Report finds Minnesota wind jobs have more than doubled

Thanks in part to the input of American Wind Energy Association members, a recently published report on Minnesota puts some numbers to the tremendous economic impact that wind power can have on a state—particularly one that implements effective policy.

The report covers clean energy as a whole but breaks down the data by technology as well. According to “Minnesota Clean Energy Economy Profile,” released last month, wind power added more jobs since 2000 than all other technologies studied, with wind jobs in the state up a staggering 288 percent since 2000. As of the first quarter of this year, about 1,700 Minnesotans worked in the wind industry.

These jobs are also often well-paying jobs. Minnesota workers in the wind industry earned an average annual income of $61,000 – more than the average annual income for all occupations in Minnesota of just over $47,000. Overall, Minnesota workers in the clean energy economy brought home over $1 billion in wages in 2013.

With 15.7 percent of electricity generated coming from wind, the state ranks fifth in the wind-penetration category. Not bad, particularly when considering Minnesota is number 12 for wind resource.

The federal Production Tax Credit helps boost wind jobs in Minnesota and across the country. Congress must extend it this year in order for states like Minnesota to keep reaping wind’s economic benefits and to avoid actual job losses.

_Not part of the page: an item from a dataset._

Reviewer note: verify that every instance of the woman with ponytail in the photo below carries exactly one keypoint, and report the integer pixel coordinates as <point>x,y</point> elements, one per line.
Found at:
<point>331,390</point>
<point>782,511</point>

Minnesota’s state policy has helped the state come out ahead in the clean energy race, as the report notes. In the mid-1990s, Minnesota implemented a “renewable energy production incentive payment”, and later set a renewable energy “objective” in 2001.

As the technology evolved and it became clear renewables were ready and reliable, Minnesota policy got bolder. In 2005, the state put in place the Community-Based Energy Development Tariff (commonly known as C-BED), which required 20-year power purchase agreements between utilities and community-owned renewable energy projects. To this day, wind power is among the leading energy sources that uses the community wind model, and so the policy benefited wind in particular. Finally, in 2007 came one of the nation’s strongest renewable portfolio standards (RPS), requiring utilities derive 25 percent of their power from renewables by 2015 (and 30 percent for local utility Xcel Energy).

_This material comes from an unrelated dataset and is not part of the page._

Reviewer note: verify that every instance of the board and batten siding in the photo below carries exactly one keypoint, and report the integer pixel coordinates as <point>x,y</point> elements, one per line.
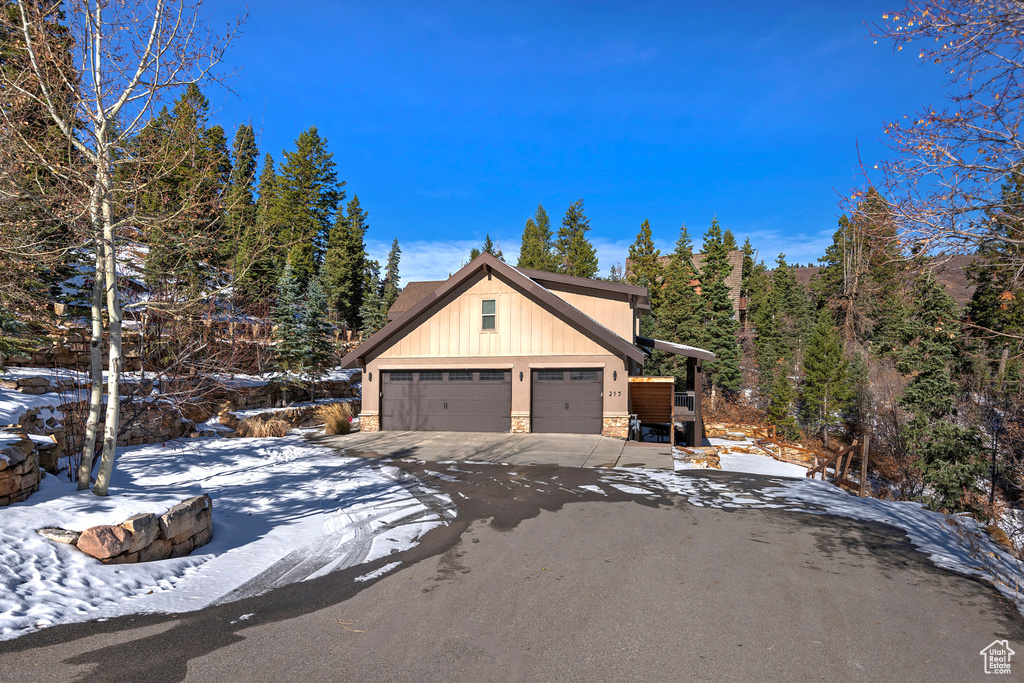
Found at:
<point>616,314</point>
<point>523,327</point>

Back when the RPS was first established, 2015 may have seemed like a long time away, but we’re almost there now. So how’s the state doing on the target? All utilities are on track to meet the 2015 standard, said Ken Brown, Clean Energy Commercialization Program Manager at the Minnesota Department of Commerce.

Importantly, Brown called the report “the state’s most comprehensive effort to date to quantify the number of businesses, employees and dollar amounts of wages and investments due to the clean energy economy.”

Brown and others involved in the report’s development have expressed much gratitude to members of AWEA for the role they played in supplying data for the findings. Providing an assist, AWEA reached out to its Minnesota members and asked them to complete surveys concerning employment, wage, and other data. The information was vital in helping to “true up” the data, as Brown put it.

“The level of confidence in results of any analysis is largely determined by the quality of data used to do it,” he said. “AWEA partnered with the state and notified its Minnesota members of the importance that company-specific data had for the analysis, and provided a link to the state’s on-line survey. AWEA’s outreach gave businesses engaged in the wind industry the opportunity to contribute to the data being used to evaluate it.”

Brown believes the report initiative was so successful that the model can be shared with other states. Meanwhile, after producing such a successful first iteration, Minnesota is already planning to update the report next year. It will look to AWEA and its members to provide the same vital information they shared before.